= Contemplata aliis tradere =

Contemplata aliis tradere is a Latin phrase which translates into English as "to hand down to others the fruits of contemplation." Derived from the Summa Theologiae of Saint Thomas Aquinas, OP, the phrase is often used to express the distinct Dominican theory of Christian vocation, and for that reason, it became a motto of the Dominican Order.

==Original text==
In his Summa Theologiae, begun in 1265 (circa 50 years after Saint Dominic founded the Dominican Order), St. Thomas Aquinas wrote that "Vita contemplativa simpliciter est melior quam activa quae occupatur circa corporales actus, sed vita activa secundum quam aliquis praedicando et docendo contemplata aliis tradit, est perfectior quam vita quae solum contemplatur, quia talis vita praesupponit abundantiam contemplationis. Et ideo Christus talem vitam elegit" (Summa Theologiae, III, Q. 40, A. 1, Ad 2). A translation is: "the contemplative life is, absolutely speaking, more perfect than the active life, because the latter is taken up with bodily actions: yet that form of active life in which a man, by preaching and teaching, delivers to others the fruits of his contemplation, is more perfect than the life that stops at contemplation, because such a life is built on an abundance of contemplation, and consequently such was the life chosen by Christ."
The literal expression comes from his treatment of the contemplative and active lives in the Second Part of the Summa Theologiae, where he states that, "just as it is better to enlighten than merely to shine, so is it better to give to others the fruits of one's contemplation (contemplata aliis tradere) than merely to contemplate (contemplari)." (Summa Theologiae, II-II Q. 188, A. 6)
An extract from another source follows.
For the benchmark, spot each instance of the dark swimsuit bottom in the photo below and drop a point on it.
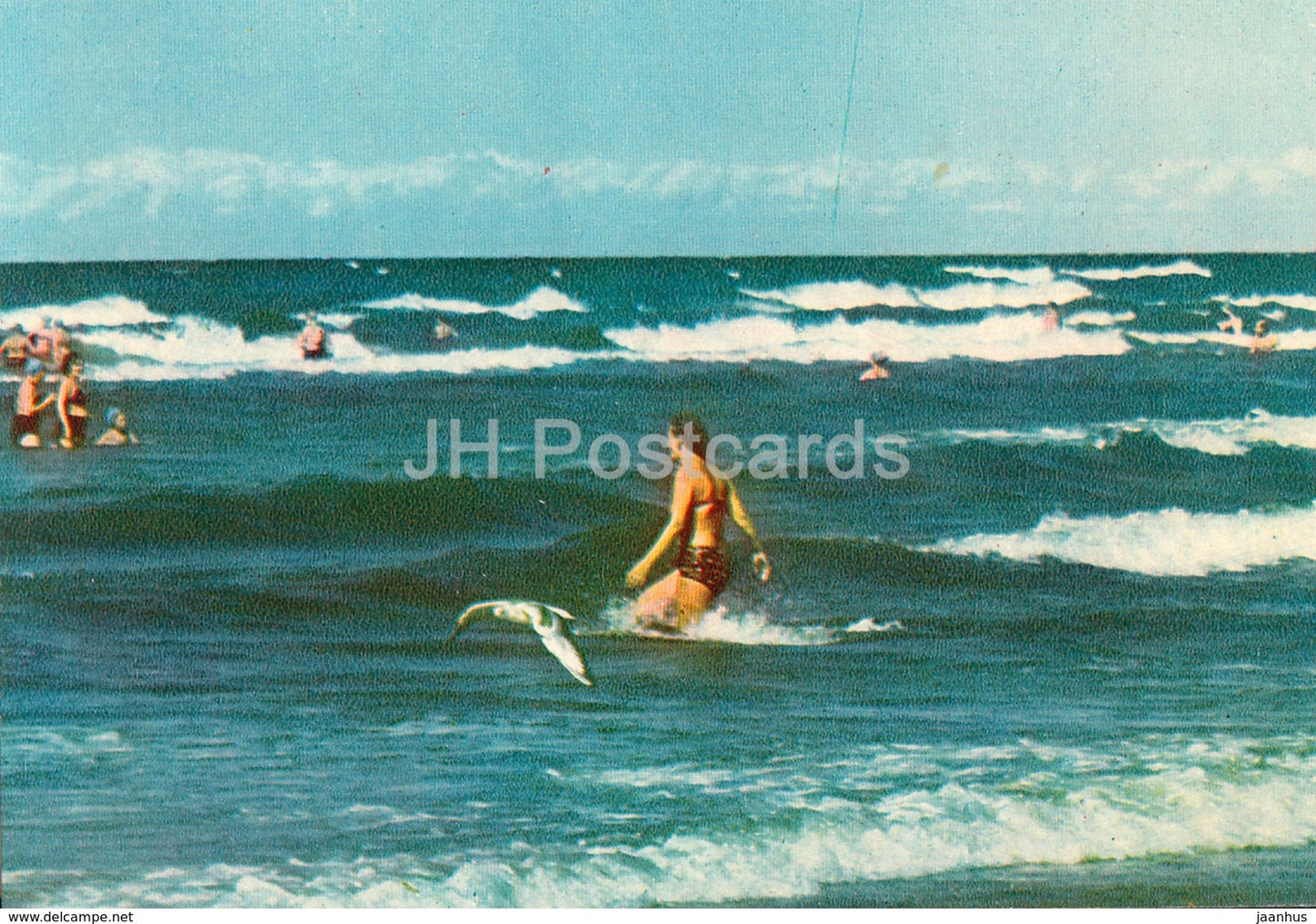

==Dominican spirituality==
The phrase came to express the essence of the vocation and spirituality of the Dominicans, and is a principal motto of the Order. Since the foundation of the Order in 1216 by Saint Dominic and under his direct inspiration, the Dominicans dedicated themselves to the meditation and study of Sacred Scripture while having the explicit objective of serving in apostolic ministry, which for them is the fruit of their contemplative life.